Internet-Draft QUIC-TS August 2022
Huitema Expires 1 March 2023 [Page]
Workgroup:
Network Working Group
Internet-Draft:
draft-huitema-quic-ts-08
Published:
Intended Status:
Experimental
Expires:
Author:
C. Huitema
Private Octopus Inc.

Quic Timestamps For Measuring One-Way Delays

Abstract

The TIMESTAMP frame can be added to Quic packets when one way delay measurements are useful. The timestamp is set to the number of microseconds from the beginning of the node's epoch to the time at which the packet is sent. The draft defines the "enable_timestamp" transport parameter for negotiating the use of this extension frame, and the TIMESTAMP frame.

Status of This Memo

This Internet-Draft is submitted in full conformance with the provisions of BCP 78 and BCP 79.

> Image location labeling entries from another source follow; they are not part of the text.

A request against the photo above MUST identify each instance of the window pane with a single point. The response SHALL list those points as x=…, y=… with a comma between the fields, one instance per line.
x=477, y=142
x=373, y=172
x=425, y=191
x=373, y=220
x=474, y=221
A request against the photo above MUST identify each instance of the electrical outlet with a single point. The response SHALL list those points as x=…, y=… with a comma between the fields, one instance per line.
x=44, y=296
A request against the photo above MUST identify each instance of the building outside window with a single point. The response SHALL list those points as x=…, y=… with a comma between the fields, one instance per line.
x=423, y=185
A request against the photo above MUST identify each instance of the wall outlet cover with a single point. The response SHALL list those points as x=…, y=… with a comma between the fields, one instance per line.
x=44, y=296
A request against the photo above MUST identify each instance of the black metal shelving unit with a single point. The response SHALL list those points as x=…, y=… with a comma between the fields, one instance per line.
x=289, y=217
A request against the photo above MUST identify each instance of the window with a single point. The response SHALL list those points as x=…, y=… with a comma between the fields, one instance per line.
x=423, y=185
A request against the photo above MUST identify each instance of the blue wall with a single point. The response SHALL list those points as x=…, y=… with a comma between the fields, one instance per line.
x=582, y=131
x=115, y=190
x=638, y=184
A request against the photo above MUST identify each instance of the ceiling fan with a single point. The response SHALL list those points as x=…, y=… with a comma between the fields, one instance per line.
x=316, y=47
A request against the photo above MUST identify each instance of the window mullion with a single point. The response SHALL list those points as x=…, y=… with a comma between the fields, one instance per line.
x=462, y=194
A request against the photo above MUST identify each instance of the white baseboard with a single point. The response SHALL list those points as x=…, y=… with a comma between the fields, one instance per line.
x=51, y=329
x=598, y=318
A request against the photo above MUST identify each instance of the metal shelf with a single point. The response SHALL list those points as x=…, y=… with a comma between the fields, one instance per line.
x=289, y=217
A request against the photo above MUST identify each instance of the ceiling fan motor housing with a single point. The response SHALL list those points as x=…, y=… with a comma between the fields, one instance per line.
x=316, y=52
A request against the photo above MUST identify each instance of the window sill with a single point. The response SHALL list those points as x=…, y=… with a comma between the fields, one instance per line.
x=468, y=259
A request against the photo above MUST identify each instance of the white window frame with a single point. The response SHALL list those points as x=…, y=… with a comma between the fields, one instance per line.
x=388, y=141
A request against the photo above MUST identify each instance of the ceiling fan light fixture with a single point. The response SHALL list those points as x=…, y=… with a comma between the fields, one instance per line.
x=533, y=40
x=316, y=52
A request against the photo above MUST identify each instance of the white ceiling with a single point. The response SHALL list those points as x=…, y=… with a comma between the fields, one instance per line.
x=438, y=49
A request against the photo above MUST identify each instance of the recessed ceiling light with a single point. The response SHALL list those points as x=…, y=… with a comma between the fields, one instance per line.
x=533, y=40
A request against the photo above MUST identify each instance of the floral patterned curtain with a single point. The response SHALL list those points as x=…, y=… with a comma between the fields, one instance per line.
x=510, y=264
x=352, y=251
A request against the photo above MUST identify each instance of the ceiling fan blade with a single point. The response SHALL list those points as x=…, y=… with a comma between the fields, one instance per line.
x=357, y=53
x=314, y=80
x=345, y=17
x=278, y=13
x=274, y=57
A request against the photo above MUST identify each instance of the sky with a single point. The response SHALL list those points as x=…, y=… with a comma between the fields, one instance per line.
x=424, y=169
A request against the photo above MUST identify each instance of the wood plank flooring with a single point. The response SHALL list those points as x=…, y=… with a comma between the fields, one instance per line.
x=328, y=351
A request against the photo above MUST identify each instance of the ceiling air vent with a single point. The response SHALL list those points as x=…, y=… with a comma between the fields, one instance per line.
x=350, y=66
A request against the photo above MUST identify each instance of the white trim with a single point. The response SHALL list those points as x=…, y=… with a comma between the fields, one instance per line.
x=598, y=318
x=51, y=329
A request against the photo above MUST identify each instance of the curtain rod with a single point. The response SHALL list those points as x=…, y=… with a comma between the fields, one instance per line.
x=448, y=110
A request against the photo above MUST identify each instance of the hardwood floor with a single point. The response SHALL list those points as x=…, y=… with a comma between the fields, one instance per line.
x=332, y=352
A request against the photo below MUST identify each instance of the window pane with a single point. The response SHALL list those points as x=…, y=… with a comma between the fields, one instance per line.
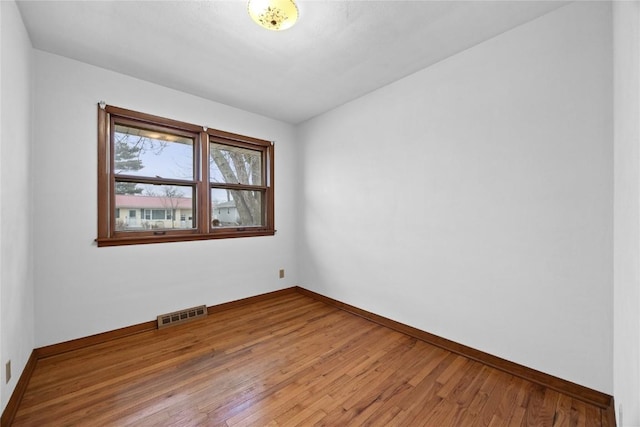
x=154, y=207
x=234, y=165
x=233, y=208
x=141, y=152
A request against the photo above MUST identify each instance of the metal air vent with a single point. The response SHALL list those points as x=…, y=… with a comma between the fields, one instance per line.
x=181, y=316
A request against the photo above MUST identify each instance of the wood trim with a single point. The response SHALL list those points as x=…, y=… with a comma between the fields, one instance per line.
x=593, y=397
x=585, y=394
x=250, y=300
x=10, y=410
x=609, y=415
x=51, y=350
x=63, y=347
x=55, y=349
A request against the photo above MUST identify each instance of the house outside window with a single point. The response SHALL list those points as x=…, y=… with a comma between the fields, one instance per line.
x=161, y=180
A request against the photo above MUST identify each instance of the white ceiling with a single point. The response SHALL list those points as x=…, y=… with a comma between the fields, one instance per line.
x=338, y=50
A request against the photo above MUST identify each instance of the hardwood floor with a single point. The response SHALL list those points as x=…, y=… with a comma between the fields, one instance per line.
x=286, y=361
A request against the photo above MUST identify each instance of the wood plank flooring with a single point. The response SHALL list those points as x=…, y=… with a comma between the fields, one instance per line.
x=286, y=361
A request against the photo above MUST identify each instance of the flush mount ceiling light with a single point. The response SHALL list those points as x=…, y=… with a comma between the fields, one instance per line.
x=275, y=15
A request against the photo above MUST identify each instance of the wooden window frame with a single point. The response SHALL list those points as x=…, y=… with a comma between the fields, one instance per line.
x=202, y=136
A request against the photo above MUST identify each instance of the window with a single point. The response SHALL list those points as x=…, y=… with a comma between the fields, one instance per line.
x=179, y=181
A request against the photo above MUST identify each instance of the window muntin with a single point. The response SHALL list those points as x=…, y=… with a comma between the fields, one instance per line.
x=152, y=153
x=236, y=208
x=161, y=180
x=235, y=165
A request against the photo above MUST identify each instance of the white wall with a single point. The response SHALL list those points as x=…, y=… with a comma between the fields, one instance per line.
x=626, y=350
x=474, y=198
x=83, y=290
x=16, y=278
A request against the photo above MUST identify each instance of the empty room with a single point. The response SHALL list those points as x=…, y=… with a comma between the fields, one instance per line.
x=331, y=213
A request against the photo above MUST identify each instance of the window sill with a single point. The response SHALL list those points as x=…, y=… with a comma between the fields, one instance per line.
x=143, y=240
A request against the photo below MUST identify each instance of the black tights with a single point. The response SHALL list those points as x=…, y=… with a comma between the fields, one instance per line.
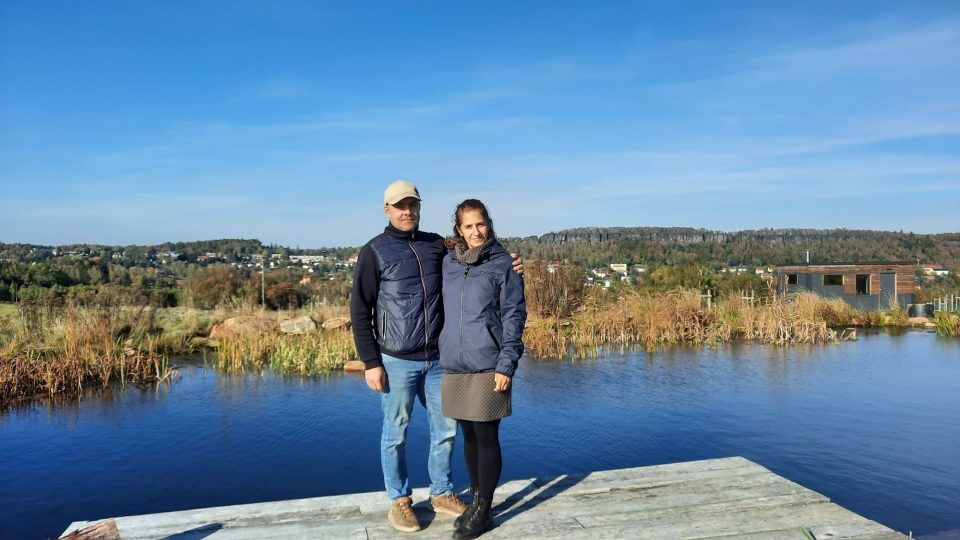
x=481, y=449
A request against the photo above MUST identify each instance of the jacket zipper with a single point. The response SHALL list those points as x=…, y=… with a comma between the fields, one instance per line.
x=426, y=317
x=462, y=287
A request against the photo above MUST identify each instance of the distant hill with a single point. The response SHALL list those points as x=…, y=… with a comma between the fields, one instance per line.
x=595, y=246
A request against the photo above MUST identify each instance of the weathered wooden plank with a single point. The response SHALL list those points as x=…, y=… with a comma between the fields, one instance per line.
x=847, y=531
x=712, y=499
x=697, y=524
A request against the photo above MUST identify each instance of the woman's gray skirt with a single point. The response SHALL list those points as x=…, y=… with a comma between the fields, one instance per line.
x=470, y=396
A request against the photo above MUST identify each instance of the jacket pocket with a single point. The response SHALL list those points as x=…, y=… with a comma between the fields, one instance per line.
x=493, y=336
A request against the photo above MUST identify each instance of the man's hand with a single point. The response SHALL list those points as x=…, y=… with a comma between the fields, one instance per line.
x=517, y=263
x=376, y=378
x=500, y=382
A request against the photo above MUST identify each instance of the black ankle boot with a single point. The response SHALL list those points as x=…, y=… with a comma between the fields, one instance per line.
x=474, y=493
x=477, y=523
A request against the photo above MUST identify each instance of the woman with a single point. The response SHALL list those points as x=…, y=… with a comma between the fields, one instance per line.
x=480, y=345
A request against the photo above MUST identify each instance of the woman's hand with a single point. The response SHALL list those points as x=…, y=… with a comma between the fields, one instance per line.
x=501, y=382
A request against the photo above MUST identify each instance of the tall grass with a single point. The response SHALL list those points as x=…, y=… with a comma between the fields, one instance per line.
x=946, y=324
x=50, y=349
x=309, y=354
x=678, y=317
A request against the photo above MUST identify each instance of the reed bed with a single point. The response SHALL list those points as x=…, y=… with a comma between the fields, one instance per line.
x=47, y=350
x=947, y=324
x=678, y=317
x=305, y=355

Internet-Drafts are working documents of the Internet Engineering Task Force (IETF). Note that other groups may also distribute working documents as Internet-Drafts. The list of current Internet-Drafts is at https://datatracker.ietf.org/drafts/current/.

Internet-Drafts are draft documents valid for a maximum of six months and may be updated, replaced, or obsoleted by other documents at any time. It is inappropriate to use Internet-Drafts as reference material or to cite them other than as "work in progress."

This Internet-Draft will expire on 1 March 2023.

1. Introduction

The QUIC Transport Protocol [QUIC-TRANSPORT] provides a secure, multiplexed connection for transmitting reliable streams of application data. The algorithms for QUIC Loss Detection and Congestion Control [QUIC-RECOVERY] use measurement of Round Trip Time (RTT) to determine when packets should be retransmitted. RTT measurements are useful, but there are however many cases in which more precise One-Way Delay (1WD) measurements enable more efficient Loss Detection and Congestion Control.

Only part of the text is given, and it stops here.